ガラスは固体だが、通常の固体とは本質において異なる 東大と東北大が研究
2017年11月5日 08:12
ガラスは身近なマテリアルでありながら、謎の多い存在である。しかし今回、東京大学と東北大学の共同研究グループは、ガラスは通常の固体とは異なる分子震動パターンを持つ、という事実を明らかにした。これは、ガラスの振動特性に関する長年の議論に終止符を打つものであるという。
【こちらも】19世紀以来の謎「ガラスの基本構造」が解明される
ガラスは流れる性質を持つ。
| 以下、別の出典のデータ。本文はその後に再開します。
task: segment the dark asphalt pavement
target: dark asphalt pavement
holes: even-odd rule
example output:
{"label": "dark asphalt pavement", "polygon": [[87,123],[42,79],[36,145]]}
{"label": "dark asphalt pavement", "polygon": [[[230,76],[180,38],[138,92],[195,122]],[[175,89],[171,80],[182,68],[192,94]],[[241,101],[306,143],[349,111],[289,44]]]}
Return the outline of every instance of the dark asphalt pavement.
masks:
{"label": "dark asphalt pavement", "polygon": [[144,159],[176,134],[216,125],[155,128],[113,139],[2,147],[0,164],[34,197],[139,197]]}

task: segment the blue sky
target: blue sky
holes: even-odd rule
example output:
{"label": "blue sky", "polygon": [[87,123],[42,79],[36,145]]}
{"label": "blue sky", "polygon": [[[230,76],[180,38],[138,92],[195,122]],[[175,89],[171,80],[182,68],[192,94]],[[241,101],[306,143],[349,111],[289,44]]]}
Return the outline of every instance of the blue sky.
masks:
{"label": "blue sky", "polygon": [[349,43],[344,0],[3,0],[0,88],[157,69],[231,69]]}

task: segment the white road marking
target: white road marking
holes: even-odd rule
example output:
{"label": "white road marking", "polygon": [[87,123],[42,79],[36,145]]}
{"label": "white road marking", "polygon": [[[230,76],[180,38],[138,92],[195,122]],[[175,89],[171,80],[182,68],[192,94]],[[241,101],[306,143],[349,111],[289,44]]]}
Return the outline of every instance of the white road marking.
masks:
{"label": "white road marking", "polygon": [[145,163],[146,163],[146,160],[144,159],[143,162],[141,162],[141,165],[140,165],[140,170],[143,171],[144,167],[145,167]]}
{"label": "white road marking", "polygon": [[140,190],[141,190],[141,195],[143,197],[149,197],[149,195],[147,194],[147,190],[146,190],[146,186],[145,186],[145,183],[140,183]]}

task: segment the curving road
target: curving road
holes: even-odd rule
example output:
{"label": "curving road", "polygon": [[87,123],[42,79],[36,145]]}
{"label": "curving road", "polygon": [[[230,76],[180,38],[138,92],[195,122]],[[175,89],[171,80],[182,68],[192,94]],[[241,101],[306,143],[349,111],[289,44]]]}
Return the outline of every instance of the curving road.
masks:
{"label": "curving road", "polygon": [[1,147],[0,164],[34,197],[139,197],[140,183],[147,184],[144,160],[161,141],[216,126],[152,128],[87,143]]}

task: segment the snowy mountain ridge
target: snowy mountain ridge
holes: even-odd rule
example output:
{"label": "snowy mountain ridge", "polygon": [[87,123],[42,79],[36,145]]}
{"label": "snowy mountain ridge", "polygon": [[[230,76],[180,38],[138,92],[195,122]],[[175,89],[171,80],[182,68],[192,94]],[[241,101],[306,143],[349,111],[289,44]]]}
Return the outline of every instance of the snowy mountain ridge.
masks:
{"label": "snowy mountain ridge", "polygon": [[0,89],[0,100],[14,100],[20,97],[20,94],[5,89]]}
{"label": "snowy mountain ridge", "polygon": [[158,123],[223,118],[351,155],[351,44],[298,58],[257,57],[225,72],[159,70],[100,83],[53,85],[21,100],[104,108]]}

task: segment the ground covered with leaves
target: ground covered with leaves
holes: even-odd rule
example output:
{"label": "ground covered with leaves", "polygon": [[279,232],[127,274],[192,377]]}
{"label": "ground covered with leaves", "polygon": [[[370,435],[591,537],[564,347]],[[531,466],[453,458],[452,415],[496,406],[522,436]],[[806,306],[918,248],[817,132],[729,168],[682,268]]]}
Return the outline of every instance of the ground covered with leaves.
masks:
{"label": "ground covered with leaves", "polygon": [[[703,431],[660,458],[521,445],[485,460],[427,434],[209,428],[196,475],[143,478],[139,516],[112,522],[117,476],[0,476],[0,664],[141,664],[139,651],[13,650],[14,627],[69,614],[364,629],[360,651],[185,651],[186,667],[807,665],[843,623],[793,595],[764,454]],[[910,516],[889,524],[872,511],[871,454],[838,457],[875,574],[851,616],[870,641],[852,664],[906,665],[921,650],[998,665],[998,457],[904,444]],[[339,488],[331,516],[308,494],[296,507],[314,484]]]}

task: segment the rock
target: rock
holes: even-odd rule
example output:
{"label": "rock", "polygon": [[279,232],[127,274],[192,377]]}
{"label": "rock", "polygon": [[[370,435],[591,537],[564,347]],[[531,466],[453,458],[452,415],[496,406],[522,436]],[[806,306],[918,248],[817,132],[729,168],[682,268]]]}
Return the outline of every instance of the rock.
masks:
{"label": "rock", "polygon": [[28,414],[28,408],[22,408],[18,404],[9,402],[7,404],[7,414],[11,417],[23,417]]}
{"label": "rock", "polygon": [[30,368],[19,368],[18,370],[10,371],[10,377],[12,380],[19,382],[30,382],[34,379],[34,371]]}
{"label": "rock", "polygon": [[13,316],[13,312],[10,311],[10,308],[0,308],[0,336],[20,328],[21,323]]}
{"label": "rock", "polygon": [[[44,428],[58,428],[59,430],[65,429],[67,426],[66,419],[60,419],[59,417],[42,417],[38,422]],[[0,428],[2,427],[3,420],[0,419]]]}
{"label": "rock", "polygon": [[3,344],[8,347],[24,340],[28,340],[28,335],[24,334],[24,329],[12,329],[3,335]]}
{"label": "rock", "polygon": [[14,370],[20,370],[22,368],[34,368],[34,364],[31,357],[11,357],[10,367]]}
人間の寿命の範囲で観測できるような現象ではないのだが、数百年、千年単位のタイムスケールでいうと、そういうものであるらしい。
であるので、ガラスは実は液体なのだとか、いややっぱり固体なのだとか、長年に渡り議論されてきた。最近の主流としては、固体であるとする説の方が有力である。
ところで、ガラスは固体かもしれないが、結晶体ではないらしい。物理学の世界の考え方でいうと、多くの固体は結晶体だが、ガラスだけは違うのだという。つまり、固体には結晶体とガラスの2種類があるのだ。
固体は静的であるように見えるが、実際には中の分子は絶えず振動運動を行っている。結晶体もガラスもそのこと自体は変わらない。
だが、通常の固体の震動パターンがデバイ則に従う音波であるのに対し、ガラスの振動には、もう一つの特徴がある。ガラスは、通常の音波振動と、それとは法則の異なる、局在化した振動パターンとを持っていたのだ。その事実を、大規模なコンピュータシミュレーションによって解き明かしたのが、今回の研究である。
ガラスの熱容量、熱伝導率などの特異性も、これに依存するものであるらしい。今後、ガラスの固体物性について、新たな理論が構築されることが期待される。
なお、研究の詳細は、Proceedings of the National Academy of Sciences of the United States of Americaというジャーナルに掲載されている。(記事:藤沢文太・記事一覧を見る)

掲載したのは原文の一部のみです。